Chapitre 1 La visite

Chapitre 2 Le Haï

Chapitre 3 Cent sous

Chapitre 4 M. et Mme Jumelin

Chapitre 5 L’échafaud

Chapitre 6 La confession de tante Lydie

Chapitre 7 Le pari

Chapitre 8 Un effroyable mystère

Chapitre 9 L’indestructible illusion

Chapitre 10 Spleen

Chapitre 11 Le Cocotte

Chapitre 12 Elle

Chapitre 13 Le salut

Chapitre 14 Le saint d’argent

Chapitre 15 Gloire aux saints

Chapitre 16 Le correspondant

Chapitre 17 L’importun

Chapitre 18 L’ami de la logique

Chapitre 19 La goutte de sang

Ces contes ont paru dans Le Gil Blas entre 1892 et 1897, sauf L’ami de la logique, paru dans La Revue franco-américaine, en juin 1895.

Chapitre 1 La visite

Chapitre 1La visite

Le major dit au fourrier qui conduisait à la visite des réservistes de la troisième batterie : — Faites déshabiller vos hommes, pendant que j’examine ceux de la deuxième.

Le fourrier commanda :

— Déshabillez-vous.

Les réservistes obéirent.
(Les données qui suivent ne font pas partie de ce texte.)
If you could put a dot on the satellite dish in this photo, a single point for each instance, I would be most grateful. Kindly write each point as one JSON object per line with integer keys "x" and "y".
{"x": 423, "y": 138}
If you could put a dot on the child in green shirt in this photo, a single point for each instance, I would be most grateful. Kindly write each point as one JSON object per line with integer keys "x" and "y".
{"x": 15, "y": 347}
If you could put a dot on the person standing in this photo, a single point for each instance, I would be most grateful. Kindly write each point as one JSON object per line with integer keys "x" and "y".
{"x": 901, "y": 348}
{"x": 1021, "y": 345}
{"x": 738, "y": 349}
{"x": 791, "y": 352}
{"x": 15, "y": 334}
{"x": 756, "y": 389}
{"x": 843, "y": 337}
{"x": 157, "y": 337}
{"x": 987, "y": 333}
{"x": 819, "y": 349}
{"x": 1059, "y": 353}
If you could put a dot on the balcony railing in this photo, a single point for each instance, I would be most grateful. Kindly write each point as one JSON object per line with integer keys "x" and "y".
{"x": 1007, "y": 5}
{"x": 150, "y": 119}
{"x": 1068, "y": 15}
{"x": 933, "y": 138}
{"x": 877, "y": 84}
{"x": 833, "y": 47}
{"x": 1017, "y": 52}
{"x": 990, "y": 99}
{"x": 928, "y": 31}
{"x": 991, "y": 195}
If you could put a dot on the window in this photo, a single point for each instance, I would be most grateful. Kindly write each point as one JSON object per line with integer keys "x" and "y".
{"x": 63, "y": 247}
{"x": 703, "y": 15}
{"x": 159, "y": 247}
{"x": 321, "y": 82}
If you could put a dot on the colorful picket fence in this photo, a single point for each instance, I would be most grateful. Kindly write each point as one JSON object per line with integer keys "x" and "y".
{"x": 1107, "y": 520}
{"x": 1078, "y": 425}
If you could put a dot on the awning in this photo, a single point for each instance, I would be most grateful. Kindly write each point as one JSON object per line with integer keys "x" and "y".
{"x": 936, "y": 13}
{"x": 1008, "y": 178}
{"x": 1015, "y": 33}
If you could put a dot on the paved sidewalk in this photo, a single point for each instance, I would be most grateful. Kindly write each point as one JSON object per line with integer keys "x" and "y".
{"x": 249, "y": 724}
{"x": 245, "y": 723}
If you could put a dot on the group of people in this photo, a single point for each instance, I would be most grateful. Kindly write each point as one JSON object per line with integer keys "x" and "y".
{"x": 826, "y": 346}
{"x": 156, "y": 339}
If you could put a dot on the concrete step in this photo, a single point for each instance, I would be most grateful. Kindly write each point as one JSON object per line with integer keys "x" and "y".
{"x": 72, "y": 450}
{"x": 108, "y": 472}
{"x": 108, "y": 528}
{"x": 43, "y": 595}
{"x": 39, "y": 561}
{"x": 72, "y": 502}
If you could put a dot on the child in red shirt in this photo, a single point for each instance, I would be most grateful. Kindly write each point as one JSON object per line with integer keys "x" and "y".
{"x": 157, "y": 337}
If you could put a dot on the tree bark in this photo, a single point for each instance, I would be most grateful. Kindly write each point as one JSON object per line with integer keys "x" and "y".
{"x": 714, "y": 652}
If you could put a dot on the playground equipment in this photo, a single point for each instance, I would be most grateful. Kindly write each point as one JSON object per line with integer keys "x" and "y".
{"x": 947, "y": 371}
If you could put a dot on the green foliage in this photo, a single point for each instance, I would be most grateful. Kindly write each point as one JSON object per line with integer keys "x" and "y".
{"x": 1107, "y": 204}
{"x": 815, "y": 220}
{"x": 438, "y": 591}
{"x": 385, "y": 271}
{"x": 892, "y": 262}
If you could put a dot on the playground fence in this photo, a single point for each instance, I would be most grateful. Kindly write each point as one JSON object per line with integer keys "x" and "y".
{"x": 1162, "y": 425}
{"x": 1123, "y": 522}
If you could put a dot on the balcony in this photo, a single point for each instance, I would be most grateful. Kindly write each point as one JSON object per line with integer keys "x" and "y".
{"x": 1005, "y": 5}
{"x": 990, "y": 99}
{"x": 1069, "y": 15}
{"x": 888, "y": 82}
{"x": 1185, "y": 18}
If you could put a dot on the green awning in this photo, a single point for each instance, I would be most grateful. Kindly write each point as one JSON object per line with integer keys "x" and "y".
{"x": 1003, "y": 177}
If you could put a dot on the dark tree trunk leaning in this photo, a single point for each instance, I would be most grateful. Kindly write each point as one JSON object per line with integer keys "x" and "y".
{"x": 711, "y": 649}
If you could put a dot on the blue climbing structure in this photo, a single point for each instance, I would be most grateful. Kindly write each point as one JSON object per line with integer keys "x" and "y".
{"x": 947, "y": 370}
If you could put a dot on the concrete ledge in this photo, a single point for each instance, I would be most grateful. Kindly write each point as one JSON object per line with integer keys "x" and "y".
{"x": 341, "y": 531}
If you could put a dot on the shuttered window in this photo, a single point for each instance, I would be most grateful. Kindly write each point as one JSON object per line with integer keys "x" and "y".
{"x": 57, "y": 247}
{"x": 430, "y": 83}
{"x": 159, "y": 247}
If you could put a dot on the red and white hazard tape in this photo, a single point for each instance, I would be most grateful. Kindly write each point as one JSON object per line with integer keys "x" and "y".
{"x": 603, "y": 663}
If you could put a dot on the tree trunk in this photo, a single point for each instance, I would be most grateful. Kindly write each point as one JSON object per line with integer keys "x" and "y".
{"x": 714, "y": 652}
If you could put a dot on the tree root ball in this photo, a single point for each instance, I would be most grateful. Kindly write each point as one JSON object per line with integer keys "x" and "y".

Charles Ramel défit le dolman et le pantalon dont on l’avait affublé la veille, les déposa sur un lit avec les vêtements de ses voisins, mais garda ses flanelles et son caleçon, car il grelottait, étant chétif et de santé médiocre.

On se trouvait dans une salle de l’infirmerie, vaste et froide. Les fenêtres grillées donnaient peu de lumière. D’ailleurs, il pleuvait dehors, une pluie glaciale d’automne, que chassaient des bourrasques de vent.

Quelques lits couverts d’effets s’alignaient contre les murs. Au centre, devant une table où un maréchal des logis inscrivait les décisions du major, des hommes nus formaient un demi-cercle. Le médecin les appelait un à un, les examinait de face et de dos, jugeait leurs réclamations, et les renvoyait. Une odeur forte viciait l’atmosphère.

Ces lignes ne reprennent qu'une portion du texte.